The solvent recovery results are after proposed methods surprisingly well and fall below required by the Federal Health Office and already far below the Emission values previously achieved according to the state of the art even to a fraction of these concentrations.

The application area is explained in more detail below using exemplary embodiments in conjunction with FIGS. 1 to 3.

Fig. 1 Basic structure of the process (process scheme)
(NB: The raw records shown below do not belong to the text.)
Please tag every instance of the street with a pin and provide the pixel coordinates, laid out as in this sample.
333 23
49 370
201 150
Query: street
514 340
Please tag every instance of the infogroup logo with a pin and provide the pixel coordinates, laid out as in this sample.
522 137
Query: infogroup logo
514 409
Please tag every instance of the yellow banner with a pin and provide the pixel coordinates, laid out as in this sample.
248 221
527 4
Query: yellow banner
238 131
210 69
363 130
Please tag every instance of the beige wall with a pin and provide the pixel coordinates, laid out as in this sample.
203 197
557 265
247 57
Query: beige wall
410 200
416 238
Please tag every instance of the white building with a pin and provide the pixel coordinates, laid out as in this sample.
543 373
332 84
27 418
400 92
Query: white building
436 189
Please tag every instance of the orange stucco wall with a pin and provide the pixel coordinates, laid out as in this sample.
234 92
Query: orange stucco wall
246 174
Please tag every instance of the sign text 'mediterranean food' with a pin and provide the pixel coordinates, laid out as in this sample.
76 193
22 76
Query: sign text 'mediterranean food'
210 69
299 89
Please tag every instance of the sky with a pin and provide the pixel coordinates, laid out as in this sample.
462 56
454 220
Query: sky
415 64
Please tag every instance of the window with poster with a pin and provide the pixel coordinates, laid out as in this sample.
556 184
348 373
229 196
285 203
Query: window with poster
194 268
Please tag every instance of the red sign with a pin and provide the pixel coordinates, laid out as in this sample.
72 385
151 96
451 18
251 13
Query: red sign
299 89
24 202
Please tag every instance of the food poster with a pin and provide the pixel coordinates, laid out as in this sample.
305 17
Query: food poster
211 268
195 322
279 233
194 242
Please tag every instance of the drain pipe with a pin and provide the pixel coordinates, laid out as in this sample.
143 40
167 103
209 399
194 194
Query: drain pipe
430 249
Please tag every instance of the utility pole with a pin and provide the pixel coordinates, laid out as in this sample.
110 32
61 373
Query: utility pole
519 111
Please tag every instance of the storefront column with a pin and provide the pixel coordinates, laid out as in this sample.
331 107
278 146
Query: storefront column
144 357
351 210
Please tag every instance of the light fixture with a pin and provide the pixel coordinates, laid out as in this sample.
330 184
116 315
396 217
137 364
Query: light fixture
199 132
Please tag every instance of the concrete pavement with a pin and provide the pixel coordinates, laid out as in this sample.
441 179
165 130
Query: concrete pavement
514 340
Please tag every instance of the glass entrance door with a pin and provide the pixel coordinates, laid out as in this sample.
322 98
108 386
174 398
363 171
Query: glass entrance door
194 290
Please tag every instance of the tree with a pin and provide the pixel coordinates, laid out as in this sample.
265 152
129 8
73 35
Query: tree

FIG. 2, for the time-designed process flow,

Fig. 3 concentration profile for perchlorethylene in the exhaust air during the Ausblasphase,

Fig. 4 Example of weighted residual levels of perchlorethylene from a basket of various flat materials with 40% wool, 20% cotton, 20% polyester, 10% polyacrylic and 10% other fibers (viscose, silk, polyamide, linen).
Mean:
Bazin normal process = state of the art as a conventional blow-out process
Bazin 1 = machine performance without sensor
Bazin 3 = process at a constant 40 ° C, simultaneously with 1
Bazin 4 = process without air heating at the end of condensation recovery, at the same time as 1
Bazin 5,6 = Failure example according to the requested procedure at the same time as 1.

Claims (7)

1. A process for the chemical cleaning of textiles and leather with tetrachlorethylene and analog solvents, characterized in that after centrifuging the solvent by means of the further removal of the solvent from the cleaned material with fresh air after the blow-out process via a control of temperature and air speed, which depends on the solvent content in the dry air. 2. The method according to claim 1, characterized in that that the dry air for discharging the solvent from the Goods to be dried to 40 to 80 ° C, preferably 50 to 65 ° C is heated. 3. The method according to any one of claims 1-2, characterized ge indicates that for heating the dry air in a heating register the necessary heat for this by means of Pump from the aggregate of the solvent condensation system provided. 4. The method according to any one of claims 1-3, characterized ge indicates that the air flow rate for blowing out of the solvent by measuring the proportion of solvent in the Air is controlled. 5. The method according to any one of claims 1-4, characterized in that a lower air speed between 2 and 20 m ³ per minute, preferably 5 to 12 m ³ per minute is maintained at the beginning of the blow-out phase during the time with high solvent load, and after the decrease in the proportion of solvent in the dry air, the air throughput is increased to a multiple, preferably to two to three times. 6. The method according to any one of claims 1-5, characterized ge indicates that in the case of an external activated carbon filters the air to 1 to 250, preferably 10-20 ° C, cooled becomes.   7. The method according to any one of claims 1-6, characterized ge indicates that the contact time of the air in the active carbon filter is set after the solvent load, for example at 1000 to 800 ppm perchlorethylene on 1-4 Seconds, preferably 2-3 seconds, and at 800 to 200 ppm Perchlorethylene between 0.20 and 2 seconds, preferably between 1 and 2 seconds.